Él seguía con sus arrebatos: “¿Qué pasaría si lo leyera mi familia?”, refiriéndose a mi abuela, sus hermanas… Y cuando explotó del todo fue al imaginar que sus compañeros de trabajo, incluso sus jefes, lo leyeran:
—¡Van a pensar que soy un monstruo!
Arrancó hoja por hoja y las fue quemando en la estufa. Al final, arrojó el cuaderno entero. Y no vaciló en golpearme. Mi madre, que estaba presente, solo atinó a decir:
—Quizás… ¿quién se la habrá dictado?
El lunes siguiente, el cuaderno volvió a aparecer en mi bolso. Pero esta vez no tenía ninguna de las hojas antiguas. Solo una. Una sola frase escrita al centro de la página:
“Ya cumplí con lo mío. Ahora te toca a ti.”
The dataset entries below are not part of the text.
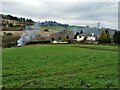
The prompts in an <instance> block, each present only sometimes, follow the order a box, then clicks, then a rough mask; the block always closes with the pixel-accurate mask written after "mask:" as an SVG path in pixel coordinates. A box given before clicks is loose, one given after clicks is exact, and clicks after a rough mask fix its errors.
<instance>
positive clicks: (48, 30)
mask: <svg viewBox="0 0 120 90" xmlns="http://www.w3.org/2000/svg"><path fill="white" fill-rule="evenodd" d="M1 15H2V30H3V31H22V30H25V27H26V26H32V25H34V23H35V21H33V20H32V19H28V18H24V17H20V18H18V17H16V16H12V15H3V14H1ZM38 25H39V30H42V31H44V30H47V31H49V32H59V31H63V30H68V31H73V32H74V34H75V33H76V32H81V30H82V31H83V33H92V32H93V33H94V34H95V35H96V36H97V37H99V36H100V34H101V32H102V31H103V30H105V29H108V31H109V33H110V35H111V36H112V35H113V34H114V32H115V31H116V30H114V29H110V28H102V29H99V28H97V27H89V26H86V27H83V26H73V25H69V24H62V23H58V22H56V21H45V22H38Z"/></svg>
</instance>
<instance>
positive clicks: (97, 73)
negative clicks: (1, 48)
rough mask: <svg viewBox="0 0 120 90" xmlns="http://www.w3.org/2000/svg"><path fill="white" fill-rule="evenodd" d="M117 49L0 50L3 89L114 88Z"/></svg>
mask: <svg viewBox="0 0 120 90" xmlns="http://www.w3.org/2000/svg"><path fill="white" fill-rule="evenodd" d="M117 50H118V48H117V47H116V46H104V45H80V44H72V45H69V44H66V45H29V46H23V47H14V48H4V49H3V50H2V53H3V56H2V66H3V67H2V73H3V76H2V78H3V80H2V81H3V82H2V83H3V87H4V88H117V87H118V51H117Z"/></svg>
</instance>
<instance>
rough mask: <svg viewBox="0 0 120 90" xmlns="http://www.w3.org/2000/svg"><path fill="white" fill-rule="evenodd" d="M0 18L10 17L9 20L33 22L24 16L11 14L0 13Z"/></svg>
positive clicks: (23, 21)
mask: <svg viewBox="0 0 120 90" xmlns="http://www.w3.org/2000/svg"><path fill="white" fill-rule="evenodd" d="M2 18H3V19H10V20H16V21H23V22H32V23H33V22H34V21H33V20H32V19H28V18H27V19H26V18H23V17H20V18H18V17H16V16H12V15H2Z"/></svg>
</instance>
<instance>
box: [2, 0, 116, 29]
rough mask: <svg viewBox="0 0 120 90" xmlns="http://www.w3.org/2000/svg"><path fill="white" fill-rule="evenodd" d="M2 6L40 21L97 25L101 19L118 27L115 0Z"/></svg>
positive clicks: (63, 2)
mask: <svg viewBox="0 0 120 90" xmlns="http://www.w3.org/2000/svg"><path fill="white" fill-rule="evenodd" d="M2 7H3V8H2V12H3V13H10V14H13V15H18V16H25V17H30V18H32V19H35V20H39V21H41V20H42V21H43V20H58V21H60V20H61V21H62V22H65V23H67V22H68V23H69V24H77V25H81V24H85V25H95V23H96V22H97V21H100V22H101V23H103V24H104V25H105V26H107V27H112V28H117V16H118V14H117V9H118V8H117V3H114V2H89V3H87V2H72V3H70V2H42V4H40V5H39V6H36V7H35V6H29V5H25V4H23V3H20V2H3V3H2ZM82 22H83V23H82ZM112 23H114V25H113V24H112Z"/></svg>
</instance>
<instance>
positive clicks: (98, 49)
mask: <svg viewBox="0 0 120 90" xmlns="http://www.w3.org/2000/svg"><path fill="white" fill-rule="evenodd" d="M73 47H76V48H87V49H93V50H102V51H103V50H105V51H115V52H119V50H112V49H106V48H95V47H89V46H73Z"/></svg>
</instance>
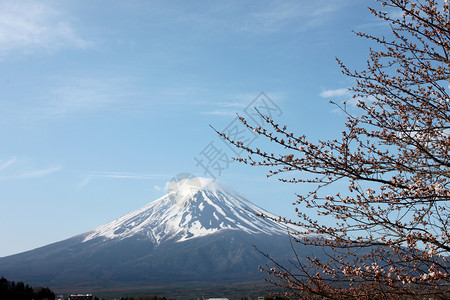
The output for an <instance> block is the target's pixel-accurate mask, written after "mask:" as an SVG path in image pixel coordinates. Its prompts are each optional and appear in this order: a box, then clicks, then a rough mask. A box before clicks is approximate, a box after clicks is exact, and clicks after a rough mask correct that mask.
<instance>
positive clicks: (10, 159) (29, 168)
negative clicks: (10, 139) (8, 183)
mask: <svg viewBox="0 0 450 300" xmlns="http://www.w3.org/2000/svg"><path fill="white" fill-rule="evenodd" d="M61 170H62V167H61V166H54V167H46V168H36V167H34V165H33V164H32V163H31V160H29V159H24V158H17V157H12V158H10V159H8V160H5V161H0V180H20V179H33V178H42V177H45V176H48V175H50V174H52V173H55V172H58V171H61Z"/></svg>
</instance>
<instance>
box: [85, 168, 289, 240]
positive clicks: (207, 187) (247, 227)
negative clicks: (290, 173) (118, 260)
mask: <svg viewBox="0 0 450 300" xmlns="http://www.w3.org/2000/svg"><path fill="white" fill-rule="evenodd" d="M168 189H169V190H171V191H170V192H169V193H168V194H167V195H165V196H163V197H161V198H159V199H158V200H155V201H154V202H151V203H149V204H148V205H146V206H144V207H143V208H141V209H139V210H136V211H134V212H132V213H129V214H127V215H125V216H123V217H121V218H119V219H116V220H114V221H112V222H110V223H107V224H105V225H102V226H100V227H98V228H96V229H94V230H92V231H90V232H87V233H85V238H84V240H83V242H87V241H89V240H92V239H97V238H106V239H125V238H129V237H139V238H149V239H151V240H152V241H153V242H154V243H155V244H159V243H161V242H163V241H166V240H174V241H176V242H181V241H186V240H189V239H193V238H196V237H201V236H205V235H209V234H213V233H216V232H219V231H221V230H241V231H244V232H247V233H251V234H258V233H264V234H286V233H287V228H286V225H285V224H282V223H278V222H274V221H271V220H269V219H265V218H261V217H258V216H256V213H263V214H265V215H269V216H273V215H272V214H270V213H268V212H267V211H265V210H263V209H261V208H260V207H258V206H256V205H254V204H252V203H250V202H249V201H247V200H246V199H244V198H243V197H242V196H240V195H239V194H238V193H237V192H235V191H233V190H232V189H231V188H230V187H228V186H226V185H225V184H223V183H220V182H217V181H215V180H212V179H207V178H199V177H195V178H189V179H183V180H181V181H178V182H170V183H169V184H168Z"/></svg>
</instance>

Con el tiempo, terminé teniendo dos cuadernos: uno para mostrarle a mi padre, donde copiaba los párrafos desde las revistas; y otro con mis escritos, donde alternaban una hoja escrita por mí, y otra que aparecía sola, sin que yo recordara haberla escrito. Seguramente era obra de mi subconsciente.